Logo após a realização do Workshop Registro Torrens – Ferramenta para a Regularização Fundiária da Amazônia Legal?, realizado entre os dias 29 e 30 de setembro de 2011, na Sala de Sessões da 2ª Turma do STF, em Brasília, fui instado a fazer uma breve declaração sobre as conclusões.

A minha resposta buscava esclarecer a razão pela qual o registro torrens deveria se consumar depois da homologação judicial. A resposta não figurou na publicação oficial, a cargo de entidade representativa de notários e registradores. O motivo da omissão parece óbvio…

De qualquer maneira, julgo oportuno introduzir o tema da minha resposta nos debates institucionais.

Pergunta: Já que o Sr. falou sobre a implantação do Registro Torrens e as razões do insucesso, gostaria que comentasse o seguinte. Como e por que pode dar certo o RT agora? A dependência de processo judicial para a concretização do registro não está na contramão da atual tendência de desjudicialização? A instituição notarial e de registro não teria uma resposta para o incremento da segurança jurídica sem o envolvimento do Judiciário e do Ministério Público?

SJ: A pergunta é muito instigante e não quero fugir ao desafio de respondê-la com o cuidado merecido. A chamada “dejudicialização” é um termo equívoco e neste caso impróprio, na minha opinião.

Após o advento da EC 45, os chamados “órgãos dos serviços notariais e de registro” (art. 103-B) passaram a ser percebidos nos limites do que tenho chamado, já há bastante tempo, de galáxia judiciária.
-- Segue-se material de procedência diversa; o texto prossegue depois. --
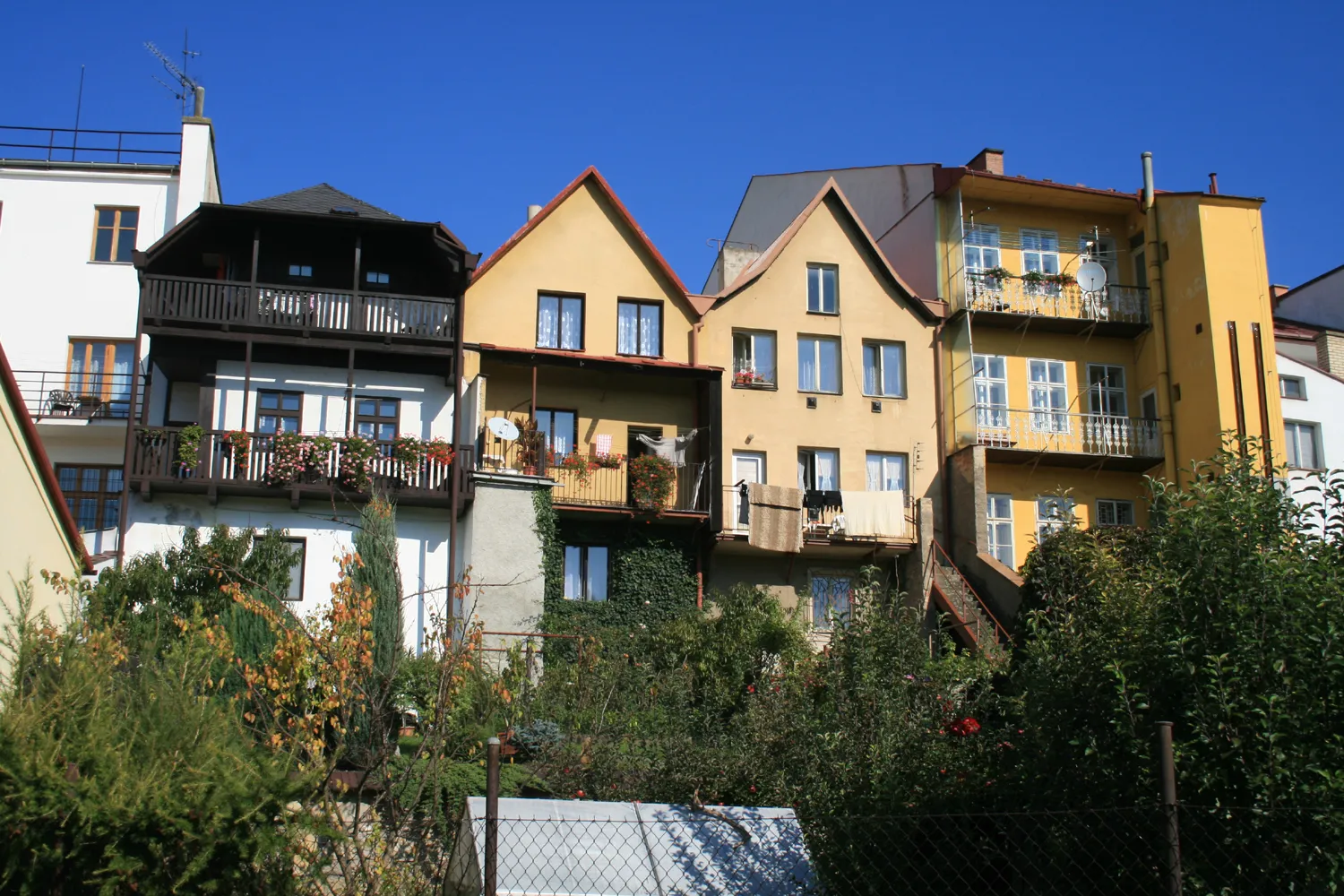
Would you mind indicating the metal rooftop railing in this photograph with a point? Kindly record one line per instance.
(70, 144)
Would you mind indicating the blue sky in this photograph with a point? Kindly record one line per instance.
(465, 113)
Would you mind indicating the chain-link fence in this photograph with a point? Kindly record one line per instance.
(548, 847)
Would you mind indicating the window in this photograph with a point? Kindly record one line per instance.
(559, 322)
(102, 370)
(819, 470)
(585, 573)
(298, 557)
(753, 359)
(886, 471)
(991, 390)
(115, 234)
(830, 599)
(93, 495)
(1110, 512)
(376, 419)
(884, 370)
(819, 365)
(1053, 513)
(822, 289)
(279, 411)
(999, 519)
(561, 429)
(1039, 250)
(981, 247)
(1301, 441)
(1107, 390)
(1047, 395)
(639, 328)
(747, 466)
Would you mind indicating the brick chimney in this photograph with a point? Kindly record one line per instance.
(988, 160)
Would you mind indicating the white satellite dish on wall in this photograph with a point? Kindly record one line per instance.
(1091, 277)
(502, 427)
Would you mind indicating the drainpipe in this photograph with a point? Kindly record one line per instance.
(1166, 414)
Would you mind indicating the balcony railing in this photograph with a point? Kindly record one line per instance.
(89, 397)
(589, 481)
(1015, 296)
(228, 303)
(158, 457)
(1039, 430)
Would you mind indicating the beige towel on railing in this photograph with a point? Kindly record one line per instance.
(776, 517)
(874, 513)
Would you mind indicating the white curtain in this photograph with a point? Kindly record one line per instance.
(547, 312)
(628, 336)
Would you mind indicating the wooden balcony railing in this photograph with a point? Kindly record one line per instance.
(89, 397)
(581, 484)
(1015, 296)
(1039, 430)
(265, 306)
(158, 458)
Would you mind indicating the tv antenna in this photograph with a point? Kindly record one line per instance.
(185, 89)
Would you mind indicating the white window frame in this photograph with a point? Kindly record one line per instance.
(989, 414)
(996, 525)
(816, 365)
(1293, 444)
(820, 295)
(1047, 418)
(1115, 506)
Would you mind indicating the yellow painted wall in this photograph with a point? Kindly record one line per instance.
(31, 538)
(779, 422)
(582, 247)
(1024, 482)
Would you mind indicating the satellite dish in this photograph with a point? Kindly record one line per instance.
(1091, 277)
(502, 427)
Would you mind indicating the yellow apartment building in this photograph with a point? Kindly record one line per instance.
(578, 327)
(831, 392)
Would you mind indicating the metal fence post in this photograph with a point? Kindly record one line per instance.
(492, 814)
(1171, 828)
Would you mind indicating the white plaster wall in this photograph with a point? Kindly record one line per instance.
(426, 402)
(421, 535)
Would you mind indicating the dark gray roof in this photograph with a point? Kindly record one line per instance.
(320, 201)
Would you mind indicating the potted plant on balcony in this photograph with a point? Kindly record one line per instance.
(239, 450)
(652, 479)
(188, 449)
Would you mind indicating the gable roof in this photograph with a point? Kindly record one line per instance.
(320, 199)
(43, 463)
(930, 311)
(590, 174)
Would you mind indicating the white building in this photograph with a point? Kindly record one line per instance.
(74, 209)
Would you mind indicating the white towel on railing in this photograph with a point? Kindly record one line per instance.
(874, 513)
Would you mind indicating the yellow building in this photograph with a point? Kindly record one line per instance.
(833, 363)
(580, 325)
(37, 530)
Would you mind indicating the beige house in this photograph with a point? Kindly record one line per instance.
(833, 363)
(37, 530)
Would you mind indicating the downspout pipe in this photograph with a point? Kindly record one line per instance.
(1166, 413)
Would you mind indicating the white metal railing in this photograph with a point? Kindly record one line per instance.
(1015, 296)
(1045, 430)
A atividade registral não deixa de ser, propriamente, e com base na melhor exegese constitucional, uma atividade judiciária, não jurisdicional, é verdade, mas administrativa-judiciária. Assim como a atividade do corregedor permanente, ou do corregedor-geral de Justiça; serão, ambas, atividades administrativas-judiciárias.
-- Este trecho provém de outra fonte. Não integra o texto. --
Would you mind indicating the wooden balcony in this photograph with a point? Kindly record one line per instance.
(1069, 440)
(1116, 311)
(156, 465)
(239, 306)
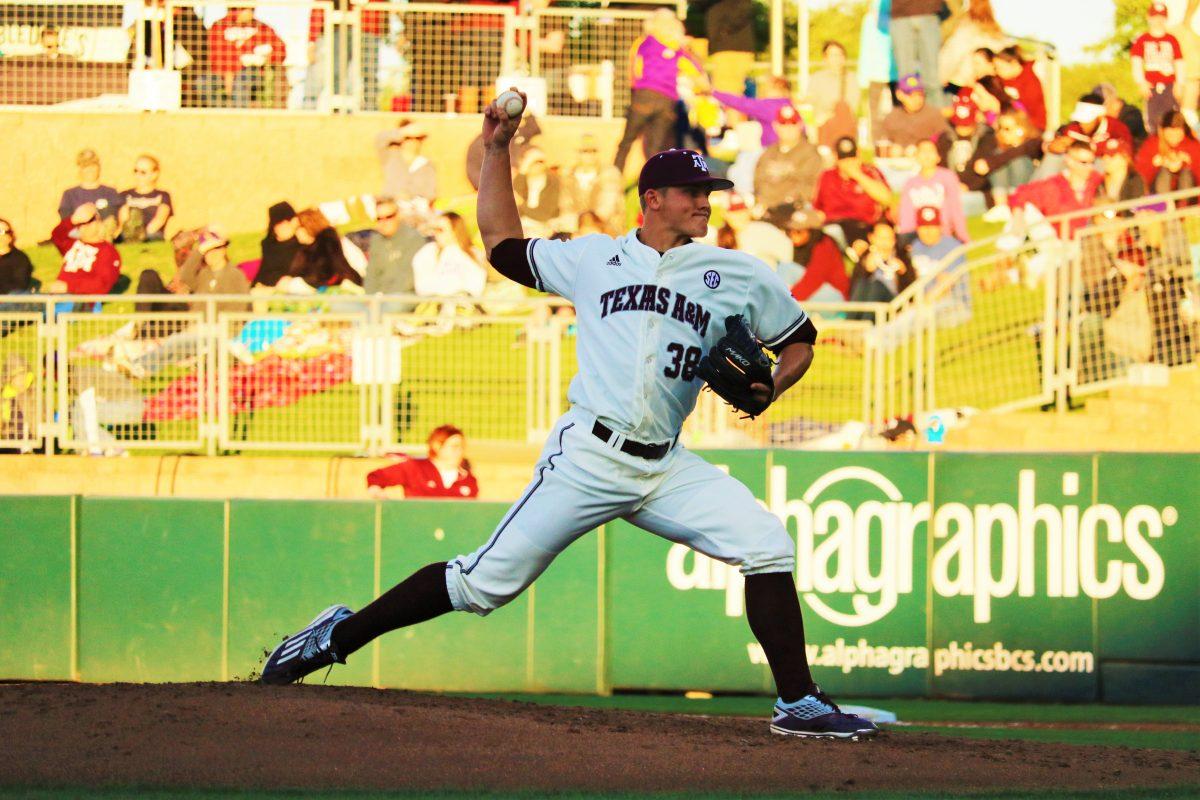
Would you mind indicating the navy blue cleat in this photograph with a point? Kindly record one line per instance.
(815, 716)
(306, 651)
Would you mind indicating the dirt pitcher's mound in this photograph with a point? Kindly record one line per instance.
(243, 735)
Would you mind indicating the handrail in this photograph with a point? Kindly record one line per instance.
(961, 252)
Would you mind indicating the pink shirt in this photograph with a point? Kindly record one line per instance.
(942, 192)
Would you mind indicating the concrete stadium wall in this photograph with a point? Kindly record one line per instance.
(228, 167)
(1069, 577)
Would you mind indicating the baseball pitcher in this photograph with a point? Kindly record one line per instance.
(658, 317)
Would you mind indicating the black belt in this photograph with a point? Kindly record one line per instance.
(603, 432)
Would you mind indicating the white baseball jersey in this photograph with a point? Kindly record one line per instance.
(645, 320)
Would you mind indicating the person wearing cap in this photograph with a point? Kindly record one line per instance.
(593, 185)
(931, 253)
(89, 190)
(787, 170)
(821, 274)
(777, 95)
(933, 186)
(910, 122)
(1169, 161)
(966, 140)
(1021, 84)
(90, 263)
(834, 96)
(407, 174)
(1009, 164)
(1127, 113)
(1158, 66)
(917, 40)
(393, 245)
(1091, 125)
(1074, 188)
(851, 194)
(648, 305)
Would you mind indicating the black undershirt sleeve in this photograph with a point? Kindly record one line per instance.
(805, 334)
(510, 259)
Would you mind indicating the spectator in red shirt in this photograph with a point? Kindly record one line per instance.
(825, 278)
(240, 49)
(444, 474)
(1021, 84)
(90, 263)
(1169, 161)
(1158, 66)
(1072, 190)
(375, 28)
(852, 194)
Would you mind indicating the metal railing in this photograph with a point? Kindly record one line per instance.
(341, 373)
(310, 54)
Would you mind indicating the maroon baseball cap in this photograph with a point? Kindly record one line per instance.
(678, 168)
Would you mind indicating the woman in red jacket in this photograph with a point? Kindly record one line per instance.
(444, 474)
(1170, 160)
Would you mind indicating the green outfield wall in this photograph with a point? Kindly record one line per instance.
(1065, 577)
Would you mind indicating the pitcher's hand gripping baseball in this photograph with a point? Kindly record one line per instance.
(738, 370)
(498, 126)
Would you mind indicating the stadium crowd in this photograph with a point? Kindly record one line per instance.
(852, 191)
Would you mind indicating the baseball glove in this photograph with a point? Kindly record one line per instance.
(736, 362)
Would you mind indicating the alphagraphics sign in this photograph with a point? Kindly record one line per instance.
(855, 563)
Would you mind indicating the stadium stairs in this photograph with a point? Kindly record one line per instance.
(1131, 417)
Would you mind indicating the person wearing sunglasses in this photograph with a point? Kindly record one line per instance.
(145, 208)
(16, 269)
(105, 198)
(393, 245)
(90, 263)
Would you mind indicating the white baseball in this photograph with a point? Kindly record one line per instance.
(511, 103)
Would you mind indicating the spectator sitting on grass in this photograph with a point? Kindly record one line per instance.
(322, 260)
(407, 174)
(207, 270)
(1122, 181)
(825, 278)
(280, 245)
(449, 265)
(445, 473)
(852, 194)
(145, 208)
(881, 270)
(16, 269)
(1021, 84)
(933, 186)
(394, 244)
(1169, 161)
(90, 263)
(951, 294)
(105, 198)
(912, 121)
(539, 193)
(1011, 164)
(789, 169)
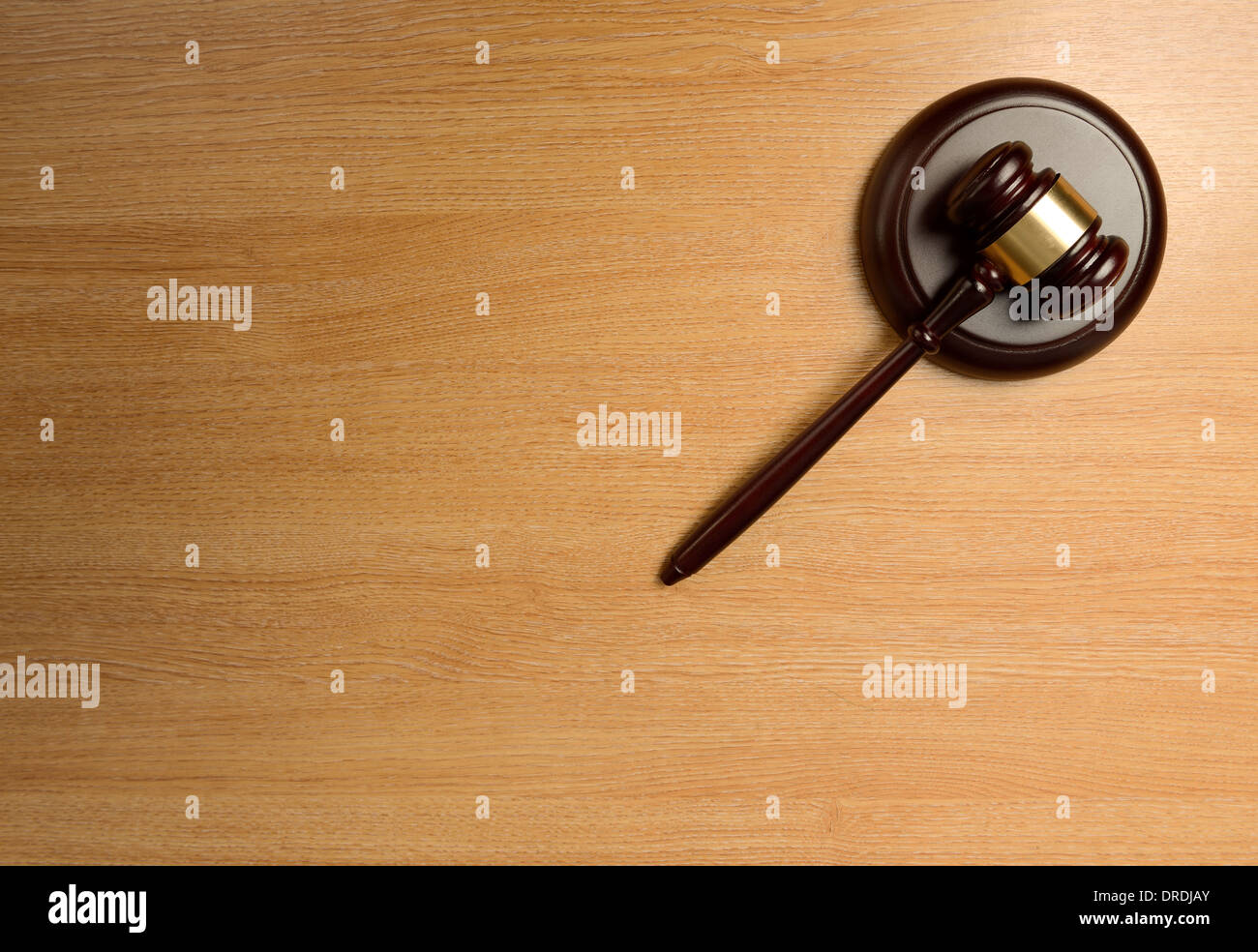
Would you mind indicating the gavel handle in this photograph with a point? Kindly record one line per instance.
(967, 297)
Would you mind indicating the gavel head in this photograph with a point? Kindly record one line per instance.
(1033, 224)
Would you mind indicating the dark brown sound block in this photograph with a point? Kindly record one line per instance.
(911, 251)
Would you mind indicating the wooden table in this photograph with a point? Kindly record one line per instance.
(510, 680)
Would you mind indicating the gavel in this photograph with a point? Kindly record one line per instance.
(1024, 224)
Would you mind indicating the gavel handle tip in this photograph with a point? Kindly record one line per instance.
(671, 574)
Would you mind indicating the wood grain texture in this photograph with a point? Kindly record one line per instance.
(504, 682)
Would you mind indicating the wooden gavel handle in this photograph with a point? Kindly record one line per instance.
(967, 297)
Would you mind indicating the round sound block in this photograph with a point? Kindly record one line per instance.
(911, 252)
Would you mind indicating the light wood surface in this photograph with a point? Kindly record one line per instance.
(461, 431)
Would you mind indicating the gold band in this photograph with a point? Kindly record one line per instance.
(1043, 234)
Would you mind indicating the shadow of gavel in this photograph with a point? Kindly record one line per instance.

É nesse contexto que se deve compreender a atuação do registrador.

Aliás, na condição de delegatários, o notário ou o registrador só podem receber, no conteúdo da delegação, atribuições que sejam próprias do poder delegante. Não é possível que se delegue aquilo que não seja próprio do delegante… Não tem sentido dizer, portanto, que as atividades registrais ou notariais representem, propriamente, um fenômeno de “dejudicialização”.

O assunto merece uma pausada reflexão.

Sou daqueles que sustentam que a atividade registral deve estar sob a salvaguarda do Poder Judiciário. A inatacabilidade da situação jurídica definida pelo ato de registro, um dos atributos do Registro Torrens, só se mantém quando esse ato esteja coberto pelo manto da imutabilidade e da intangibilidade – salvas as exceções conhecidas. O que exsurgiria do Registro seria uma situação típica da coisa julgada.

De igual maneira, entendo que o procedimento de dúvida deveria se converter em ação própria, com andamento e curso pelas vias ordinárias.

Na contra-mão do processo de “dejudicialização”, portanto, propugno que o Registro Torrens se aperfeiçoe no Cartório de Registro de Imóveis, sob a direção do Registrador, com a final homologação judicial, exatamente como prevê a atual Lei de Registros Públicos.